Le 29 janvier 2025, la SA MAAF ASSURANCES a déposé une requête en rectification d'erreur matérielle, au motif que n'apparaît pas dans le dispositif du jugement du 05 mars 2024 la condamnation de l'EURL PROSOLAIR à garantir la SA MAAF ASSURANCES de la condamnation prononcée à son encontre au bénéfice de la SCI CAREM en réparation de son préjudice matériel.
Avant l'audience, les autres parties ont fait savoir par voie électronique qu'elles s'en remettaient à la décision du tribunal sur l'objet de la requête.
L'affaire a été retenue à l'audience du 04 mars 2025.
MOTIFS
L’article 462 du code de procédure civile dispose que les erreurs et omissions matérielles qui affectent un jugement, même passé en force de chose jugée, peuvent toujours être réparées par la juridiction qui l’a rendu ou par celle à laquelle il est déféré, selon ce que le dossier révèle ou, à défaut, ce que la raison commande.
En vertu de l’article 768 du même code, le tribunal ne statue que sur les prétentions énoncées au dispositif et n’examine les moyens au soutien de ces prétentions que s’ils sont invoqués dans la discussion.
Il est exact que dans le cadre de la réparation du préjudice matériel subi par la SCI CAREM, le tribunal a procédé à un partage de responsabilités dans les proportions suivantes :
la SARL DOMO HELIOS, assurée auprès de la MAAF : 55 %
la SAS ETABLISSEMENTS PELLETIER : 30 %
l'EURL PROSOLAIR : 15 %
La SA MAAF ASSURANCES reproche au tribunal de ne pas avoir tiré toutes les conséquences de ce partage en omettant de condamner l'EURL PROSOLAIR à la garantir à hauteur de 15 %.
Or, une telle demande en garantie ne figurait ni dans les motifs ni dans le dispositif des dernières écritures de la SA MAAF ASSURANCES, cette dernière dirigeant son recours en garantie exclusivement contre la SAS ETABLISSEMENTS PELLETIER.
Le tribunal ne peut statuer au-delà des prétentions des parties qui, seules, déterminent l'objet du litige, en application de l'article 4 du code de procédure civile.

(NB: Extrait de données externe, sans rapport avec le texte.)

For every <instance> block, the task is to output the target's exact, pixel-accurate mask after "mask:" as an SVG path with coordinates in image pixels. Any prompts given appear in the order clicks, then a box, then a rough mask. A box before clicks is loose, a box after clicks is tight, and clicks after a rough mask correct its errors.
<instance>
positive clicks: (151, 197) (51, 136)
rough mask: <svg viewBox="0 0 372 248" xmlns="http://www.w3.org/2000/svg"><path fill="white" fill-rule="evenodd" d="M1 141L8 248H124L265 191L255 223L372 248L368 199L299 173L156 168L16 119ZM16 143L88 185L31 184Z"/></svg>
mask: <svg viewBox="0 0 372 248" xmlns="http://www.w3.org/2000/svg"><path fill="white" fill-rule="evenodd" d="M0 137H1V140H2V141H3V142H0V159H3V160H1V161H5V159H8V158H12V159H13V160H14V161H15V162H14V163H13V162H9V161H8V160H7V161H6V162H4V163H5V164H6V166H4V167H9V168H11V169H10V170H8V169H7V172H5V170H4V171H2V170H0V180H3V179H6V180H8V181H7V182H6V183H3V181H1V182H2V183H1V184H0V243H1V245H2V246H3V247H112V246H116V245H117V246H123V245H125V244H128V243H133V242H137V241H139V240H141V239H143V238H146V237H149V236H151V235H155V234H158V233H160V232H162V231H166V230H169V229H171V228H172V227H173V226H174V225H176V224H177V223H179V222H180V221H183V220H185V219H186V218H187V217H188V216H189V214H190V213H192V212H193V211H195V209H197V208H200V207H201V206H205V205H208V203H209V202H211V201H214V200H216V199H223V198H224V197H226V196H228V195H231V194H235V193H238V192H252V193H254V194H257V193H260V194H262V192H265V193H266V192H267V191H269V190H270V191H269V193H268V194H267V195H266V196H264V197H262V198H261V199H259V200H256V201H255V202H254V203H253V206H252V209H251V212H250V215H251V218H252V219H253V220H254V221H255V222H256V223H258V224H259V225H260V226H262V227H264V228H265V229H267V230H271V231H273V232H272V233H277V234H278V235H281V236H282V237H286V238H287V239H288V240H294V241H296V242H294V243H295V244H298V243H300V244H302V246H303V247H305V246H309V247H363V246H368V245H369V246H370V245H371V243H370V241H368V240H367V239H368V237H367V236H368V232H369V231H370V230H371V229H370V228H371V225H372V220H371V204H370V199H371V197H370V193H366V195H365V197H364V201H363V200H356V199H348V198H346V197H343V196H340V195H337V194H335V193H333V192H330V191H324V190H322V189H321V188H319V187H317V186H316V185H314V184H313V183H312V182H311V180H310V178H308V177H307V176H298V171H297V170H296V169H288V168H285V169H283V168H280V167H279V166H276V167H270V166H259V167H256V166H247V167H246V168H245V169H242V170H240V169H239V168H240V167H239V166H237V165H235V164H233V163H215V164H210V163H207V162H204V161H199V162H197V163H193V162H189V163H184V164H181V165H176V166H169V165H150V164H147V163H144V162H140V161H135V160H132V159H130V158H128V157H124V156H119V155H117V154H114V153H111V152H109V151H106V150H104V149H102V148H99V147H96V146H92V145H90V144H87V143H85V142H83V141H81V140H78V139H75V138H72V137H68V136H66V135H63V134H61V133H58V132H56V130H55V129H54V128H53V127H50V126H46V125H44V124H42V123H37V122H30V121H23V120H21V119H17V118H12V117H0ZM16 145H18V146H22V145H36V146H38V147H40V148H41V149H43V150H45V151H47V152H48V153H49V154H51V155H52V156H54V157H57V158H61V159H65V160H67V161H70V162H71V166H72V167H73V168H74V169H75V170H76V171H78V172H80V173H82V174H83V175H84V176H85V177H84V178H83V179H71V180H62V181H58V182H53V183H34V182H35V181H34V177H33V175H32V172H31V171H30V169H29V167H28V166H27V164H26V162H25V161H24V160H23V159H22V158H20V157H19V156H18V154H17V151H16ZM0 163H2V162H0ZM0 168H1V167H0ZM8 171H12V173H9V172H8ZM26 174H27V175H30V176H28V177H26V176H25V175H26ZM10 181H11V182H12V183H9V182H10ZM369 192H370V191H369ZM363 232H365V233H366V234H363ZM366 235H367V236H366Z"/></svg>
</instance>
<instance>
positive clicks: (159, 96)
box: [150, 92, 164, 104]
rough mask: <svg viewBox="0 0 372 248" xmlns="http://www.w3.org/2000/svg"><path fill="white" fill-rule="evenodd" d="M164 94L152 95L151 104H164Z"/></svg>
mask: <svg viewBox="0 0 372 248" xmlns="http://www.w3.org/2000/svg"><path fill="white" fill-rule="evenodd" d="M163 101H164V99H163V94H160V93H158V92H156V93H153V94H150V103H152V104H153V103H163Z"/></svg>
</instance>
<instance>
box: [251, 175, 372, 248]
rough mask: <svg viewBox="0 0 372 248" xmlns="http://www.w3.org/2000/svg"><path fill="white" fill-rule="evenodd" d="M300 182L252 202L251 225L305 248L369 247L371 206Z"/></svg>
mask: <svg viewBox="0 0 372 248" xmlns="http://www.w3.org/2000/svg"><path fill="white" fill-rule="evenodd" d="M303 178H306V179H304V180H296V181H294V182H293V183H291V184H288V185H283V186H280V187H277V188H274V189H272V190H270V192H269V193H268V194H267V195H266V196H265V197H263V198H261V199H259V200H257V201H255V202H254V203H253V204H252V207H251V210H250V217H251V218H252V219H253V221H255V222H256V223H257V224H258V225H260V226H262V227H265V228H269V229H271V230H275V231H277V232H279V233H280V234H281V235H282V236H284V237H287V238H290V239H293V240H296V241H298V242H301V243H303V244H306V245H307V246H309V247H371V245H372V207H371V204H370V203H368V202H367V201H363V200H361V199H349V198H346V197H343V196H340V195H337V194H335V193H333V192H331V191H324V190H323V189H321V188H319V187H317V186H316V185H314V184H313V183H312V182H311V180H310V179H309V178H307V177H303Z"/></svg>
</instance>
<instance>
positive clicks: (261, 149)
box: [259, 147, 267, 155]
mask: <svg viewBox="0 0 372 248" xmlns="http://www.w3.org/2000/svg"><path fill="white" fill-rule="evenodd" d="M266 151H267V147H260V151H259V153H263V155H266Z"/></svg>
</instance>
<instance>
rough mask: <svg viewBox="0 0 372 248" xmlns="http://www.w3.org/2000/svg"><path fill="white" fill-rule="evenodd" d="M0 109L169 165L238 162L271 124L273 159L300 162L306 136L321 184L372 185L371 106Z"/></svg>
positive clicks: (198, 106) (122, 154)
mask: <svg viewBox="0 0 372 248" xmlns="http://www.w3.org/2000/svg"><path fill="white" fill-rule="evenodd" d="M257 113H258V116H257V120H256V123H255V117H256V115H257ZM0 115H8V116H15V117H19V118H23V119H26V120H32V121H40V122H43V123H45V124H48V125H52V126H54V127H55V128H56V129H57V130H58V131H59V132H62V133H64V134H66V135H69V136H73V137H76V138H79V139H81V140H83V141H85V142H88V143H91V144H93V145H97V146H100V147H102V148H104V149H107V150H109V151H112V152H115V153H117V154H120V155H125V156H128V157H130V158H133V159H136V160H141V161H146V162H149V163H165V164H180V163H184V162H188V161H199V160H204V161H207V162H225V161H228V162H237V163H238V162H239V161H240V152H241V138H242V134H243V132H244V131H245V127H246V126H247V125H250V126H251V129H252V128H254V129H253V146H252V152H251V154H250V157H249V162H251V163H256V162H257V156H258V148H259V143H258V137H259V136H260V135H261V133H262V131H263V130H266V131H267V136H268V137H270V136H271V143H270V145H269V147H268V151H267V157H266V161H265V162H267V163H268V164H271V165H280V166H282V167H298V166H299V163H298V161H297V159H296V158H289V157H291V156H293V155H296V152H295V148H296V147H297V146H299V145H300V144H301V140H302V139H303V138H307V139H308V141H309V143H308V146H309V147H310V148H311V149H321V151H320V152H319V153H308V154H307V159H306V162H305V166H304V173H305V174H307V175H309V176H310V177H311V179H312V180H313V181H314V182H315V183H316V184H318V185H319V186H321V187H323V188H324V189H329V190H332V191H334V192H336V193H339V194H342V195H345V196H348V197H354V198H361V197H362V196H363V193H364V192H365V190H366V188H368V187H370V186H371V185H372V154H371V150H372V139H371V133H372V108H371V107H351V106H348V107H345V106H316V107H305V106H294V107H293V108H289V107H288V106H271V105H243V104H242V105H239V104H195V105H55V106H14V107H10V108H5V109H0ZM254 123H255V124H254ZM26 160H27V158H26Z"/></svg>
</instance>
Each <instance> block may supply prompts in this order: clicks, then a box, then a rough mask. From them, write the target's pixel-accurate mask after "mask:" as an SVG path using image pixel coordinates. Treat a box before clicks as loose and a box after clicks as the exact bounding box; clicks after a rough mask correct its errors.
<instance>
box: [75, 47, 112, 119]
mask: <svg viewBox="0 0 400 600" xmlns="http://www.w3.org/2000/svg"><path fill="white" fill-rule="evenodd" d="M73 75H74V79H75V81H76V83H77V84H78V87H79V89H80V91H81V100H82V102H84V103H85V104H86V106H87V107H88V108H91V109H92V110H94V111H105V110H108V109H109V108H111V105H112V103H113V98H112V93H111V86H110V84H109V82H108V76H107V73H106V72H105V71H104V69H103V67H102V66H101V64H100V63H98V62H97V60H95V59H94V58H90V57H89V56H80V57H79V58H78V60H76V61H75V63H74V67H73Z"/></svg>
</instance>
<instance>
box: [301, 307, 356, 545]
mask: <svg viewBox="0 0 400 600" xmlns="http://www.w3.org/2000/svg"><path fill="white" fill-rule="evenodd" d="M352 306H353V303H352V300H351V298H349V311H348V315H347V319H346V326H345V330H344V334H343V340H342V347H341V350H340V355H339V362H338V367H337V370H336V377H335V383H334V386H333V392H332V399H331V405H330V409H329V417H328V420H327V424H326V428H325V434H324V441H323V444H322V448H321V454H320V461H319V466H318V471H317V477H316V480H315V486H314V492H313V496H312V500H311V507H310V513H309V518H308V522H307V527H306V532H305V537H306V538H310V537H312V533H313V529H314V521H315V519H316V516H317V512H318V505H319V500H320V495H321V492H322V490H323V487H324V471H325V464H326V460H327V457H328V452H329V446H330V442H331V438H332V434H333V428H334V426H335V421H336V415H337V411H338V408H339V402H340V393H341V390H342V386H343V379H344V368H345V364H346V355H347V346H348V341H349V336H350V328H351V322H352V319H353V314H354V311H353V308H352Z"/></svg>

Par conséquent, la requête en rectification d'erreur matérielle, qui, d'ailleurs, s'apparente davantage à une requête en omission de statuer, doit être rejetée.
Succombant à l'instance, la SA MAAF ASSURANCES sera condamnée aux dépens.
PAR CES MOTIFS
Le tribunal,
DÉBOUTE la SA MAAF ASSURANCES de sa requête en rectification d'erreur matérielle et omission de statuer ;
CONDAMNE la SA MAAF ASSURANCES aux dépens.
La présente décision est signée par Madame MURE, Vice-Président, Président de la 7e Chambre Civile et par Monsieur ROUCHEYROLLES, Greffier.